Caroline Enos stands in the chaos that has become the hallways at GHS

CAROLINE ENOS, Staff Writer, Editor

Why did the chicken cross the road? To get away from the people who can’t walk down it correctly. Call me chicken, but I’m tired of trying to maneuver the halls of GHS when no one else has a darn clue how to.

I was once a freshman, so I get how overwhelming it can be to walk fast enough and quick enough down the halls of GHS during the first weeks of high school. But clogging up the hallway like the toilets at Junior Event has become an epidemic afflicting freshmen and upperclassmen alike.

So please, I beg you, learn how to walk in the halls, GHS.

Pro tip one: Look both ways before you cross; specifically up and down.

I am 4 feet, 9 ½ inches tall. I understand if you cannot see me because of my short stature. Sometimes I’m even surprised to see my reflection in a mirror or a window, because most of them are much too tall for me. But my height isn’t the problem here.

Tall people: look out for us short folk. It’s a rough world for us already. We don’t need your elbows constantly in our faces to remind us we can’t reach the good soda in the supermarket.

It would be a big help if those of you over 5 feet, 5 inches were conscious of where you swing your bags, how quick you turn into or out of a classroom, or when you stop short to avoid the traffic in the hall. Your strides are three of mine, so it only takes one step before I’m on my butt or down a flight of stairs.

Biggest takeaway? Look down before you make abrupt moves in the hall. Just because you can’t see me doesn’t mean I don’t feel your chem book hitting me in the face.

Pro tip two: Stop stopping short to scream to your friends down the hall. You’re not as cool as you think are. Only Kanye can do Kanye.

The average person likes saying hi to their friends. The average person also likes keeping their eardrums intact and their faces out of your basic North Face backpack.

I get that it’s thrilling to see your friend three minutes after you just saw them in bio. Separation issues are all too real in the U.S, especially among the canine population, so feel free to acknowledge your buddy’s all too important presence.

Just do it *quietly*.

That’s right, humans have control over their vocal ranges. I’m not saying you have to whisper or anything, because whispering “What’s good?” to your lab partner as you pass by them is quite frankly creepy. Just say it quiet enough so that I can’t hear you in the science wing when you’re getting lunch in the cafeteria.

Pro tip three: Stay in your lane, people.

I get it, not everyone can tell their rights from their lefts. It’s unfortunate, but true.

What isn’t unfortunate is me getting plowed down as I walk out of English because someone is sprinting the wrong way down the hall like a bat out of hell.

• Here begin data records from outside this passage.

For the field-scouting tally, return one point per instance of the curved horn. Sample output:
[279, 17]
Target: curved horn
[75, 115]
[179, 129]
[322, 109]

Freshmen get a pass on this for the first week. But after that, which way do we walk down the hall? Let me spell this out for you.


Walking down the hall doesn’t mean doing the “Cha-Cha Slide” and shuffling from left to right like an idiot. This is America, and that means you walk like you drive in America. We haven’t been British since 1776, so if walking on the right side is a news flash to you, revisit our constitution.

And if you’re an upperclassmen and still do this, at least have the courtesy to use your hand signals (even though half of you don’t know how to use your blinkers when going into the student parking lot).

Pro tip four: Walk faster, for God’s sake.

I’m guilty of walking slow in the hall. But when you can plainly see the line of annoyed people squawking behind you like a pack of geese going south for the winter and don’t speed up, I’m liable to push you.

We have places to go and people to see. I want to go to science class as much as I want to be stepped on by a gawky six foot freshmen (see pro tip one), but I also don’t want to lose time working on my engineering lab because your sorry butt decided to go fifteen miles under the speed limit. If I get yelled at by Coach L for not finishing my lab by the end of class because of you, I will find you, and I will kick you.

Alright, so I can’t actually do that if I want to escape wasting my life in detention (if the deans actually make students go for once).

But I am serious when I ask you to pleaasseee walk down the hallways the right way. It puts a serious damper on my day when I get stuck between over perfumed girls and stanky football players in a traffic jam in the second floor hallway. Multiply my frustration by 100 when I fall victim to elbows and textbooks beating on my face each period.

Moral of the story? Walk down the hallway like a normal person.